My heart stopped, Julius Fuller was one of the best drivers out there at the moment. He came off a winning truck series career. His rookie season he had a breakout year and won rookie of the year in the Sprint Cup series. Over the last few years, he had been in contention for the series championship, but last year a couple late season wrecks killed his chances. Everyone believed he would be in contention for the championship once again, and I was getting to work on his team. He was said to have a horrible temper and rumor was he could be impossible to work with, so I worried about that. However, my biggest fear was because I’d crushed on this guy since his truck racing days. I’d always dreamed of meeting him. But now I didn’t know if I wanted to. What if I couldn’t see past my crush?

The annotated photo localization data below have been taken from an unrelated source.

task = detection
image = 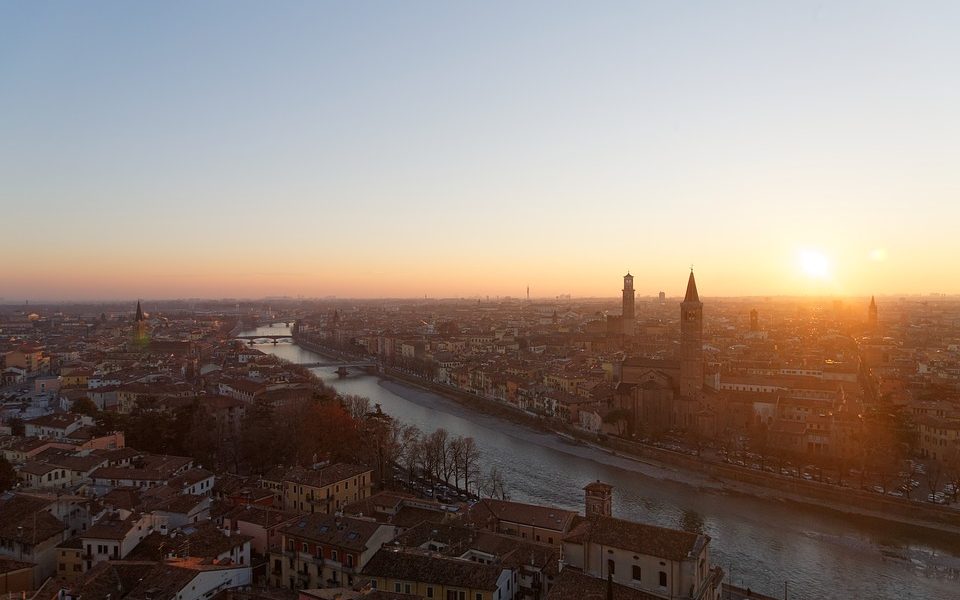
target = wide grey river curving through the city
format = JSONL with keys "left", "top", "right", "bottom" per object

{"left": 240, "top": 326, "right": 960, "bottom": 600}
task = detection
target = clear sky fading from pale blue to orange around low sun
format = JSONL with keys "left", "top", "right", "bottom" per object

{"left": 0, "top": 0, "right": 960, "bottom": 301}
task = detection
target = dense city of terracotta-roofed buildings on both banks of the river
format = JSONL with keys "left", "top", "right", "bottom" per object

{"left": 0, "top": 271, "right": 960, "bottom": 600}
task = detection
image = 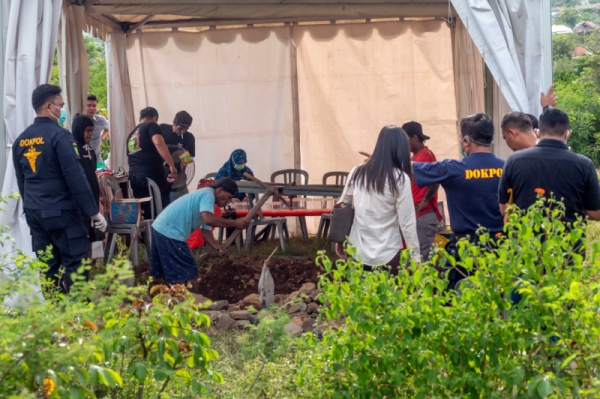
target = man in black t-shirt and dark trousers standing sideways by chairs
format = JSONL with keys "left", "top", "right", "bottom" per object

{"left": 127, "top": 107, "right": 177, "bottom": 218}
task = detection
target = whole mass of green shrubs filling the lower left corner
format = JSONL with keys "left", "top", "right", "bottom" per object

{"left": 0, "top": 203, "right": 222, "bottom": 399}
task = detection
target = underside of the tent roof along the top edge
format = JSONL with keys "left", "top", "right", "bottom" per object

{"left": 76, "top": 0, "right": 453, "bottom": 31}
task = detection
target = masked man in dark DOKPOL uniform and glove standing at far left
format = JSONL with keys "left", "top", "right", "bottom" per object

{"left": 12, "top": 84, "right": 106, "bottom": 292}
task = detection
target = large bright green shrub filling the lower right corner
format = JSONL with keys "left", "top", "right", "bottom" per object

{"left": 299, "top": 201, "right": 600, "bottom": 398}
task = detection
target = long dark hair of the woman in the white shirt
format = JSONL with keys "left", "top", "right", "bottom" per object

{"left": 352, "top": 125, "right": 412, "bottom": 195}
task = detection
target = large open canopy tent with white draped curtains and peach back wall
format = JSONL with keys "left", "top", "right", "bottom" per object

{"left": 0, "top": 0, "right": 552, "bottom": 284}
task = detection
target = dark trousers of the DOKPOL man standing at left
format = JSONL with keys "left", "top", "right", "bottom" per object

{"left": 25, "top": 209, "right": 90, "bottom": 292}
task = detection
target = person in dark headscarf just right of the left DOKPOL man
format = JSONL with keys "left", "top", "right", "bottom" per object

{"left": 71, "top": 114, "right": 100, "bottom": 242}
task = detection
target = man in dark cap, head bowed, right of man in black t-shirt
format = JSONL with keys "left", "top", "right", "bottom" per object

{"left": 160, "top": 111, "right": 196, "bottom": 202}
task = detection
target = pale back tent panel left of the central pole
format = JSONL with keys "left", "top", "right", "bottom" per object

{"left": 127, "top": 27, "right": 294, "bottom": 188}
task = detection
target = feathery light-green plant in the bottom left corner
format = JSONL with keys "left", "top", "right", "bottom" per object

{"left": 0, "top": 254, "right": 134, "bottom": 398}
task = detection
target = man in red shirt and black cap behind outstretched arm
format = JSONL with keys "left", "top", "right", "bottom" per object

{"left": 402, "top": 122, "right": 442, "bottom": 260}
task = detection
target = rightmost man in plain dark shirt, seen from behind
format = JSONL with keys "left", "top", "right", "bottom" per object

{"left": 498, "top": 108, "right": 600, "bottom": 222}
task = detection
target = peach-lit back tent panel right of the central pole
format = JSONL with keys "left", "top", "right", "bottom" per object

{"left": 294, "top": 21, "right": 458, "bottom": 231}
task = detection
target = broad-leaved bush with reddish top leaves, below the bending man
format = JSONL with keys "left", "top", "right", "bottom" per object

{"left": 98, "top": 285, "right": 223, "bottom": 398}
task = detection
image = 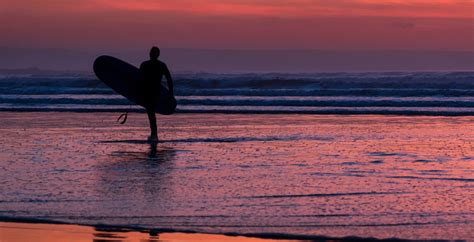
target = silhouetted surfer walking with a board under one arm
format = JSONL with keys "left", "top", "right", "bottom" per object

{"left": 140, "top": 46, "right": 174, "bottom": 142}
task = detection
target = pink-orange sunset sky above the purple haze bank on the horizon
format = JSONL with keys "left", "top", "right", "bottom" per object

{"left": 0, "top": 0, "right": 474, "bottom": 51}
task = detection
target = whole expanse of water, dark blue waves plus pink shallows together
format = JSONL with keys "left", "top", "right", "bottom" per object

{"left": 0, "top": 72, "right": 474, "bottom": 240}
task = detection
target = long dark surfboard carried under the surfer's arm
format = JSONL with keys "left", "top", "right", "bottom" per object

{"left": 93, "top": 55, "right": 177, "bottom": 115}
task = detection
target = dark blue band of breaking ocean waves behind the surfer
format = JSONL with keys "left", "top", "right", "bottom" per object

{"left": 0, "top": 72, "right": 474, "bottom": 115}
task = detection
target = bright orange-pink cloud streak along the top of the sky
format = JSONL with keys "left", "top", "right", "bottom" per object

{"left": 0, "top": 0, "right": 474, "bottom": 18}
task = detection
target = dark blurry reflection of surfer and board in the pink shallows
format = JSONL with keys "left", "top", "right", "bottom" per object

{"left": 97, "top": 143, "right": 176, "bottom": 203}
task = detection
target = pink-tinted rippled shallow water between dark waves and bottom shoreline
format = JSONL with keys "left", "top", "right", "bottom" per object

{"left": 0, "top": 112, "right": 474, "bottom": 239}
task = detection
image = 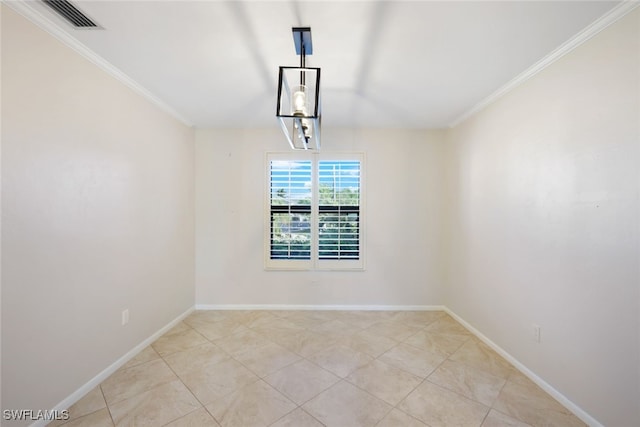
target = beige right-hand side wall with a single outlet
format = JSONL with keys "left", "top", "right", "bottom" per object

{"left": 447, "top": 10, "right": 640, "bottom": 426}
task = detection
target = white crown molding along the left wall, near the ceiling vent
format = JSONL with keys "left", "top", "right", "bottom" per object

{"left": 0, "top": 0, "right": 193, "bottom": 127}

Roger continued, not seeming to notice my building panic. “Kyle has been provided with as much information about you and your abilities as possible. He knows you were crew chief for the winning team in the car build challenge. That’s what earned you this opportunity. Your ability to delegate work, think through problems, and then fix them, is what helped your team to win the challenge and why Kyle requested you as his intern.”

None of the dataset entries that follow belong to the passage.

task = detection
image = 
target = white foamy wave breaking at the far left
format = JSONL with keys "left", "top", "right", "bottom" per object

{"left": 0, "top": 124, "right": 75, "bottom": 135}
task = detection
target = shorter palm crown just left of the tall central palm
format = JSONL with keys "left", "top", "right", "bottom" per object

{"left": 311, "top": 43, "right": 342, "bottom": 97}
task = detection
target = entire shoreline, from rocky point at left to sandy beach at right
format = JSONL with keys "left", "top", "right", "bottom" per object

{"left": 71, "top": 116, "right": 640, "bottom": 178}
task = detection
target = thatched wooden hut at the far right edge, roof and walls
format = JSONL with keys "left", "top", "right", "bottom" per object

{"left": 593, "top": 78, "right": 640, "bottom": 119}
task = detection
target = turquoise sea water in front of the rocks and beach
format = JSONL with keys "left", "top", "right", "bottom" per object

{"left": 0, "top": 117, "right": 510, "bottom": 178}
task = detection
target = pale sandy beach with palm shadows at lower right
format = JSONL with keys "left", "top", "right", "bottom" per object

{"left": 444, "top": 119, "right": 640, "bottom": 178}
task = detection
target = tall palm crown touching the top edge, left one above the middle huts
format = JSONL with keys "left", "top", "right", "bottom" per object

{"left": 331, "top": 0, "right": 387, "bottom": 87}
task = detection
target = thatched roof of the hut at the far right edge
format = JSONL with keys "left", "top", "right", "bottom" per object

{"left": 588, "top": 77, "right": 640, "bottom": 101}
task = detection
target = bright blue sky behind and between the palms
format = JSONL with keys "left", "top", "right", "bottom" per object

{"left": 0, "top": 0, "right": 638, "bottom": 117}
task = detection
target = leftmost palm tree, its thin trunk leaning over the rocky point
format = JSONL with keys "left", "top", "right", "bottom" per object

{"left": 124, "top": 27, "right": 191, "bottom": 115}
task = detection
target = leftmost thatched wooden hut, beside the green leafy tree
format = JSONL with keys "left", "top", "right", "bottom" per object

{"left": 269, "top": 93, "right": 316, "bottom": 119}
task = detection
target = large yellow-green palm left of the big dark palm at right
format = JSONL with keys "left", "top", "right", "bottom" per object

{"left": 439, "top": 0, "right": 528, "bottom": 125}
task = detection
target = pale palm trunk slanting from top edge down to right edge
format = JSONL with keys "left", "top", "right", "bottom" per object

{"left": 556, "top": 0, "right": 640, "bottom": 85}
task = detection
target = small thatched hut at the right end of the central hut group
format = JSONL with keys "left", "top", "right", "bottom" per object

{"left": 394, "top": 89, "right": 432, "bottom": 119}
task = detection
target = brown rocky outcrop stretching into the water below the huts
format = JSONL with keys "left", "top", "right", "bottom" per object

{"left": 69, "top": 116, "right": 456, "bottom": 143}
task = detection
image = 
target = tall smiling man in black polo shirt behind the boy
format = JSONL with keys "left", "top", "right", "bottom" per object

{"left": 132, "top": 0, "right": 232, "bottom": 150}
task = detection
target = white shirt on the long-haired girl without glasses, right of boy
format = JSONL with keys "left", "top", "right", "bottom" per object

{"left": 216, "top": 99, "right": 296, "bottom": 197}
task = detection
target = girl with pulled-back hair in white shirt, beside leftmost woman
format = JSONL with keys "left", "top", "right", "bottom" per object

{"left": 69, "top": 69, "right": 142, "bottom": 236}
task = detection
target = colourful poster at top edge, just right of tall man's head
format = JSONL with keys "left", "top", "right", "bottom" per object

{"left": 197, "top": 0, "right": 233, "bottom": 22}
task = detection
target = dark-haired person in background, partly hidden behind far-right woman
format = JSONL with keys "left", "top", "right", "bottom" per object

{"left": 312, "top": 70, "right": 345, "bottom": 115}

Once again my heart stopped. “He requested me? Why would he request me? I didn’t know they could request interns.”
“Every team has the opportunity, but most don’t take it. They usually allow us to place our students with the teams we feel will be the best fit. But upon reading your information, Kyle was insistent, and of course he’s just as willful and stubborn as his father,” he said with a grin.
Then something dawned on me. “Wait, Kyle’s your son, right? Why would he want me when he could have the best in the class?” I asked.
He smiled. “Yes he is. He also knows what it takes to impress this old fool. You managed not only to impress your classmates and the other instructors, but you impressed me. Kyle knows if someone impresses me, they are damn good at what they do. You have the mind of a crew chief, not many of our students show that ability. So as soon as Kyle realized, he
told me he wanted you as his intern. And just in case you hadn’t noticed, you are one of the best in the class, Toni.”
I was stunned. I didn’t know what to say or do. I was going to intern with one of the best crew chiefs in the business, with one of the best drivers ever to get behind the wheel of a car. Roger smiled at my shock. “You alright there, girl?” he asked with a snicker.
“I … I don’t know what to say.”
“You don’t need to say anything. Report to Fuller’s garage tomorrow morning by eight o’clock sharp and be ready to work. They’re gonna challenge you in every way possible, so be ready. Not many women make it this far into the program and none has been as close as to work one-on-one with a crew chief. Be proud of yourself and prove this old fogy still knows what he’s talking about.”
I nodded, took my things and turned toward the door. “Thanks Roger. I won’t let you down.”
“I know, Antonia. See you in a few weeks.”
Chapter Two
Toni
I ran out into the bitter cold but didn’t feel a thing. I wasn’t thinking about the cold or the biting wind as I hurried across the parking lot. I was too excited. My future, a future which was once almost out of reach, was now just in my grasp. Tomorrow, I would no longer be Toni the student or Toni the wanna-be mechanic, I would be Toni the NASCAR crew member. My stomach churned with nervousness and my hands trembled slightly, but I was more excited than I’d ever been for anything in my life.
Jumping into my truck, I immediately dialed my father as I turned the engine to warm the interior. I had to call him and give him the news. It was times like this I wished he were closer. I wished I could go to him and celebrate my exciting news with him. Times like this, I also missed my momma terribly. My sadness cleared the moment I heard my daddy’s voice reverberate through the phone. His deep and soulful voice was always a soothing sound for me. Just his voice calmed the nervousness flooding me. I smiled and breathed deeply, relaxing into the warmth of my seat.